Against this backdrop, we believe 2025 will see ongoing growth across several areas of healthcare and life sciences, and we're excited for the opportunities to come. See our perspectives on the overall M&A and private capital markets.
Healthcare & Life Sciences: A Growing Need
Despite some pockets of softness in 2024, many healthcare and life sciences segments are performing well. Investors continue to prioritize multiple areas of the industry, including those that offer high-quality, differentiated businesses with long-term demand drivers, defensible market positions, nondiscretionary demand, and recurring revenue.
Heading into 2025, our senior professionals are excited to see the industry gain M&A momentum. Below, we share the trends behind this activity, key areas particularly well positioned for success, and recent clients that exemplify the industry's investment potential.
Medical Products & Devices: Ubiquitous and Critical
Medical products and devices are ubiquitous across the healthcare system, playing critical roles in many different types of care.

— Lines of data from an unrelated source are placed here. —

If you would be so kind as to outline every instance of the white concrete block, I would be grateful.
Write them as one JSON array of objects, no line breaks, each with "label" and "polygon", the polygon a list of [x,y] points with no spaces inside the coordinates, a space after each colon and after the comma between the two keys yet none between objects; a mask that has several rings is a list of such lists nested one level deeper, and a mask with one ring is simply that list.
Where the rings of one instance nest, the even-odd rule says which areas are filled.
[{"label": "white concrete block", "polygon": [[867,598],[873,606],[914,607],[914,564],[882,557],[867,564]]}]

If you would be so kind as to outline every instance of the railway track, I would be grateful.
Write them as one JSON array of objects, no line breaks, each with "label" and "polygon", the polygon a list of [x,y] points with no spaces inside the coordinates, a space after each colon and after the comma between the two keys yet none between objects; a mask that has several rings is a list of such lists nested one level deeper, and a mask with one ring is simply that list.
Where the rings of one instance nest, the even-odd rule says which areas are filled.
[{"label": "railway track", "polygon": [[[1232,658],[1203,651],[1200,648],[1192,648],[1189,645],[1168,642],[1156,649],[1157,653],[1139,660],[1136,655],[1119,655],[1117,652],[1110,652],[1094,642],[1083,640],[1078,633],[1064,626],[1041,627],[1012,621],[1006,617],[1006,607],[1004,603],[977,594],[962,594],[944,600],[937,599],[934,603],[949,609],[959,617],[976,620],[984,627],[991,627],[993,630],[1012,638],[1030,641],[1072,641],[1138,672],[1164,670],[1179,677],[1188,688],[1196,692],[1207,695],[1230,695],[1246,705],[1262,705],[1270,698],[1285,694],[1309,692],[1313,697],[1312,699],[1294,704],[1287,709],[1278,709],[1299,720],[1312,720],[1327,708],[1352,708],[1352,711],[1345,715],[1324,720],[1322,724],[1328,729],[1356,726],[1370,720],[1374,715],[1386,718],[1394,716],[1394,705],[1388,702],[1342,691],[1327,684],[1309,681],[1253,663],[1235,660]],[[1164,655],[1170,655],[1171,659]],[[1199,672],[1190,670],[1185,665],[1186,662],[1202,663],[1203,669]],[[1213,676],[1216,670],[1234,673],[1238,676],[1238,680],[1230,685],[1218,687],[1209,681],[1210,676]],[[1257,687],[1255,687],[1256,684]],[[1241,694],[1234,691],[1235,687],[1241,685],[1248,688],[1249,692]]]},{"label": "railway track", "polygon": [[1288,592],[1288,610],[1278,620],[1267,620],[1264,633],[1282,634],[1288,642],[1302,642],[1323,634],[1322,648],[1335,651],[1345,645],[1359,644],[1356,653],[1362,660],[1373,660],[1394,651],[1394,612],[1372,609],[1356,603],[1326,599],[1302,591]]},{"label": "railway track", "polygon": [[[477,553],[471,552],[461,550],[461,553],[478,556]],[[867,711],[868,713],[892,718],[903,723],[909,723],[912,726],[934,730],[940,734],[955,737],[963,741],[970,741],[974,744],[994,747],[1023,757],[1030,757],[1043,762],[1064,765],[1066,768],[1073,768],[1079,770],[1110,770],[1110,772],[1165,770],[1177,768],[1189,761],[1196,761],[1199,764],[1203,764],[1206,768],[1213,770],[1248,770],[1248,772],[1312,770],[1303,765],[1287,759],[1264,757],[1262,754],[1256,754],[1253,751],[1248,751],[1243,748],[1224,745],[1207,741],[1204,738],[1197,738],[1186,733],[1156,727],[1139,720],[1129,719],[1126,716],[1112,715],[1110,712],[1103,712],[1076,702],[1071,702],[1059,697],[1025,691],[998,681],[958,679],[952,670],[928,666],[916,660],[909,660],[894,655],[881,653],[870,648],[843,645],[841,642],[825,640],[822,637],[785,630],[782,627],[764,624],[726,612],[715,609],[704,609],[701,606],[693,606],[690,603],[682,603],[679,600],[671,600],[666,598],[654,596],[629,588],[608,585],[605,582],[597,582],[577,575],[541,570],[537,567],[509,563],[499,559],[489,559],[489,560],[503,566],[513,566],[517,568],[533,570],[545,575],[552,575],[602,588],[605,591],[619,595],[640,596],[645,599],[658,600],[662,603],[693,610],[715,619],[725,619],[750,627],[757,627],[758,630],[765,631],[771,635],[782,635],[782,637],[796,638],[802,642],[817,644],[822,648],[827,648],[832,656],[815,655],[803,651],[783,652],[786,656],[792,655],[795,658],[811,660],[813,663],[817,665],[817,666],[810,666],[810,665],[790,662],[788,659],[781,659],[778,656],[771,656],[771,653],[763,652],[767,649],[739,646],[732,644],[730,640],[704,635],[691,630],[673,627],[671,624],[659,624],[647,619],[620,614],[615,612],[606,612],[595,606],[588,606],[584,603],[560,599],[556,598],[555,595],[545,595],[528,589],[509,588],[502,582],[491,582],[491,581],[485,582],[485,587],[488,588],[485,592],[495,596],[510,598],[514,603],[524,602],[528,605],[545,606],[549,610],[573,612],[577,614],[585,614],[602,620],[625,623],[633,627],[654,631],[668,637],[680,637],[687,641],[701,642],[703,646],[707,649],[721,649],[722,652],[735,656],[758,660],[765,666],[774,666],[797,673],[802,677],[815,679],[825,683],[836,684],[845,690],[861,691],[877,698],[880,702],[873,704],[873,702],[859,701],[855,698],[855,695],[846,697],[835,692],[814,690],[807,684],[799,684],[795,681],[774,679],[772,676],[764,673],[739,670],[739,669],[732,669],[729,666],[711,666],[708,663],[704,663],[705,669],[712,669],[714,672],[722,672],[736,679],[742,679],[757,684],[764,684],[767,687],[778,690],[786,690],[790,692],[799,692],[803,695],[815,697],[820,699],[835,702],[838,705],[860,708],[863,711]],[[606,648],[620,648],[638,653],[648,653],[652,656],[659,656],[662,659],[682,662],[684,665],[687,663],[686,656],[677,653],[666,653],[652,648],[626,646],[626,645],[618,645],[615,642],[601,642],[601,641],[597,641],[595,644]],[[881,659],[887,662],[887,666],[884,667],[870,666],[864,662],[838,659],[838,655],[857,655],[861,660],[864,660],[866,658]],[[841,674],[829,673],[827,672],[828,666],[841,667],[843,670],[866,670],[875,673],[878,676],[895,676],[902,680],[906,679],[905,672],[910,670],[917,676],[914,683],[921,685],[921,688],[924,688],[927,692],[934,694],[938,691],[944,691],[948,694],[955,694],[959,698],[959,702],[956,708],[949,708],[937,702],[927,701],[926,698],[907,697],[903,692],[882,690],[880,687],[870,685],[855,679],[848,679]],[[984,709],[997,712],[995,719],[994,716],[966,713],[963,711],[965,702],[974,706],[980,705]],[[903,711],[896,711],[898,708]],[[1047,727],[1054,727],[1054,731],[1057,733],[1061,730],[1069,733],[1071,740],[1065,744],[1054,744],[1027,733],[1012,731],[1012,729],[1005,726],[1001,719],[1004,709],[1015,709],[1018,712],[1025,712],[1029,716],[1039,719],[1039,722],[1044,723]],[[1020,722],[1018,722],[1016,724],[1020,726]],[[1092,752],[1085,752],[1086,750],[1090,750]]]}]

In this large global market, investors can create value by helping smaller businesses increase commercial penetration, expand product and portfolio breadth, and optimize both owned and outsourced manufacturing.
The market encompasses many exciting categories with a range of ways to participate. From consumables and highly sophisticated devices to contract manufacturing organizations and other outsourced services to the medical products and devices landscape, the sector holds strong investment opportunities.
Within consumables, recent Harris Williams clients Irrimax and EHOB are prime examples of the sector's potential for innovative businesses and their investors. Irrimax is a leading infection control specialist while EHOB is a best-in-class provider of pressure injury prevention solutions.
And throughout the medical device contract manufacturing organization (CMO) subsector, growth will continue as original equipment manufacturers (OEMs) focus more on their core competencies and new product development, leading to an expanding need for outsourced development, pre-production, manufacturing, and post-production services. The most sought-after CMOs are providing these capabilities from concept to finished goods and partnering with OEMs for their most complex products. Exemplifying these characteristics is TEAM Technologies, Inc., which offers end-to-end outsourced design and manufacturing services to medical device and pharmaceutical OEMs, with a growing specialty in advanced medical devices that are critical to the healthcare system. Harris Williams advised Arlington Capital Partners on their acquisition of TEAM Technologies.
HCIT: Expanding Challenges, Accelerating Adoption
Demand is growing for a wide range of HCIT solutions as healthcare organizations focus on delivering higher-quality health outcomes, lower costs, a better patient experience, improved clinician well-being, and health equity. Adopting these solutions is essential to achieving those goals, and we expect investor interest to remain strong.
The pharmacy landscape, for example, continues to evolve and become more complicated, making technology investment a higher priority. Leading technology companies are establishing a strong advantage by bringing efficiency, integration, and coordination to pharmacy providers. The IT solutions that can connect the entire life of a prescription will be especially sought after.
Meanwhile, across post-acute care, software is proving to be vital to decrease healthcare costs, strengthen provider coordination, and improve patient outcomes. Given historically low technology investment in the market, software adoption among providers is accelerating.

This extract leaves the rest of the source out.